Auch die Bundesanstalt für Finanzdienstleistungsaufsicht (BaFin) befasst sich mit dem Thema ICO und hat schon mehrere Verbraucherwarnungen herausgegeben. Ein grundsätzliches Verbot von ICOs gibt es nicht. Die BaFin prüft im Einzelfall, was zulässig ist und was nicht, bzw. für welche Art von ICOs besondere Auflagen wie Erlaubnis- und Prospektpflicht greifen. Weniger problematisch sind die sogenannten „Utility ICOs“, also solche, die nicht unmittelbar auf eine Profiterwartung durch Beteiligungen an Gewinnen oder Wertsteigerungen eines Unternehmens zielen, sondern das Recht auf den Bezug einer Leistung in Aussicht stellen. Aber auch hier gilt: es kann auf Details in der Vertragsformulierung ankommen. Wer sich auf das ICO-Feld bewegen möchte ist gut beraten, sich einen versierten rechtlichen Beistand zur Seite zu holen. Das gilt übrigens auch dann, wenn das ICO über eine im Ausland registrierte Plattform initiiert wird.

Alles schlecht? Mitnichten!

ICOs sind hipp und Hype, aktuell momentan wohl eher etwas für Glücksritter. Natürlich gibt es hier, genausowenig wie bei jeder anderen Finanzierungs- und Anlageform, eine Garantie für das schnelle Geld. So traten neben den Leuchttürmen einiger Multi-Millionen-Dollar-Emissionen auch zahlreiche Nullkommanull-Dollar-Kampagnen in Erscheinung. Und die ersten Pleiten oder Betrugsfälle dürften auch nicht lange auf sich warten lassen.

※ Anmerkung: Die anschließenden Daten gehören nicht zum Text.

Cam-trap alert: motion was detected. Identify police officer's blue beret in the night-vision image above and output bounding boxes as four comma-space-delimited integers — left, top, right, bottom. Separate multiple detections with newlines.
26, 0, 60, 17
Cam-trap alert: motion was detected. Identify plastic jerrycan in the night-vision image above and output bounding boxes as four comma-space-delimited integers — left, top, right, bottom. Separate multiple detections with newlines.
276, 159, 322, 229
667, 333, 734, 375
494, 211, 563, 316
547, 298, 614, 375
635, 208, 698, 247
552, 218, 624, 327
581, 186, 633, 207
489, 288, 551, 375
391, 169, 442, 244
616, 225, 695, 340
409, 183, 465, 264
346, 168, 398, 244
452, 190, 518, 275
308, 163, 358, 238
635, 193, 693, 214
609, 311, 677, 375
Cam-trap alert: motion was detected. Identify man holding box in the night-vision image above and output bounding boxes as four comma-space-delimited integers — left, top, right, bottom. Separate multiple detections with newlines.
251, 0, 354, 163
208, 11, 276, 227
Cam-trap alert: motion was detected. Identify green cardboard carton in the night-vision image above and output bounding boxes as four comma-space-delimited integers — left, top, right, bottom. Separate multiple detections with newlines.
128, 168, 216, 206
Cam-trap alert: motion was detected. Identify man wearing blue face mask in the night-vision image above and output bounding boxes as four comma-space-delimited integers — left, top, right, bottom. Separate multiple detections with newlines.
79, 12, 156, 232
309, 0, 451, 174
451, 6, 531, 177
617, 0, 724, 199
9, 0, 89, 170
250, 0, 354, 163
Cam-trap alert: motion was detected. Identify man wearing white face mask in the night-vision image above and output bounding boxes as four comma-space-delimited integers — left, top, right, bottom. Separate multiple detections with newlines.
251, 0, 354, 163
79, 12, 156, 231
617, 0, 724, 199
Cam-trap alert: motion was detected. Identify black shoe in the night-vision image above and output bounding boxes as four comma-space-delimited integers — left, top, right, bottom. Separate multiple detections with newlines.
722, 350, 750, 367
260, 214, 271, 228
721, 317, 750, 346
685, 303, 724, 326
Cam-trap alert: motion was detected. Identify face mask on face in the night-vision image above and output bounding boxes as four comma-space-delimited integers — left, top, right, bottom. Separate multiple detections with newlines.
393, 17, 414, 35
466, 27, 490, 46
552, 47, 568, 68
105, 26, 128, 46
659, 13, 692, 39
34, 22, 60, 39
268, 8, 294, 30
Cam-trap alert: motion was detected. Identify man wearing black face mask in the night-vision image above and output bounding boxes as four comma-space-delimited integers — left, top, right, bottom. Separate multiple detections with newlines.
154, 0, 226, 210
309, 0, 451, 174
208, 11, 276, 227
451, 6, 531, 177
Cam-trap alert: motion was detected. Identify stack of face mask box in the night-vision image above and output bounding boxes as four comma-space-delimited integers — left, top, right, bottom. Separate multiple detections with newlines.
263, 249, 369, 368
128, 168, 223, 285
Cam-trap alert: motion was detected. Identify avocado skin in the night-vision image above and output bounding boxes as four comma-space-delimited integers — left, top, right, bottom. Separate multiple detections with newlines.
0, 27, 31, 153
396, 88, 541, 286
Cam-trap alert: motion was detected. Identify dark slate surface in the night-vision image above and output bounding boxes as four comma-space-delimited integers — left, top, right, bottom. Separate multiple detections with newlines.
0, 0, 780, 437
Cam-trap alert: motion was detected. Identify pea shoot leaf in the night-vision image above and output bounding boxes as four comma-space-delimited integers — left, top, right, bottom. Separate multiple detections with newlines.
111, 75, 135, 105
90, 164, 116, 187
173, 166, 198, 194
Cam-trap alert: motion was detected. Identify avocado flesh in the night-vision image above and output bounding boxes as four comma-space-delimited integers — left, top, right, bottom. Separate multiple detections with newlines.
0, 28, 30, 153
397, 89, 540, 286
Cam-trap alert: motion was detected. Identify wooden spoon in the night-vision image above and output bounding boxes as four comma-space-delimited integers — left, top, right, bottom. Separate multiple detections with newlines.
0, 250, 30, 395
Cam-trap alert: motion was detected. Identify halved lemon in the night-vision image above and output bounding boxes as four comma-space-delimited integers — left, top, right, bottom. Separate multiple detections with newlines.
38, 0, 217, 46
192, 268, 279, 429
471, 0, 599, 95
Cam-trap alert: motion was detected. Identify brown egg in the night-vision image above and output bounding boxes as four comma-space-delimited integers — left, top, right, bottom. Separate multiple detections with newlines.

Aber ICOs werden mit Sicherheit einen Einfluss auf die Start-up-Finanzierung im Allgemeinen entwickeln. Die Ausgabe eines Tokens ist vergleichbar mit der Ausgabe eines Wertpapiers und ein solches stellt ein verbrieftes Recht auf eine Zahlung dar. Diese Verbriefung ist heute ein komplexer Prozess. Schließlich muss sichergestellt sein, dass Wertpapiere sich einerseits leicht von einem Besitzer zum nächsten übertragen lassen, ohne dass sich die in Umlauf gebrachten Wertpapiere gleichzeitig wie durch Zauberhand vermehren können. Dezentrale Datenbanktechnologien, von denen Blockchain aktuell die bekannteste, aber nicht die einzige ist, könnten diese Prozesse radikal vereinfachen und neue Möglichkeiten eröffnen, bspw. im Crowdfunding. Ein verlässlicher rechtlicher Rahmen ist dafür sicher nicht verkehrt.

Ein wenig zu warten, bis sich die Hysterie um die millionenschweren Fundings und der Nebel des rechtlich Ungewissen gelegt haben, ist jedoch für ehrbare Kaufleute sicher nicht der schlechteste Weg.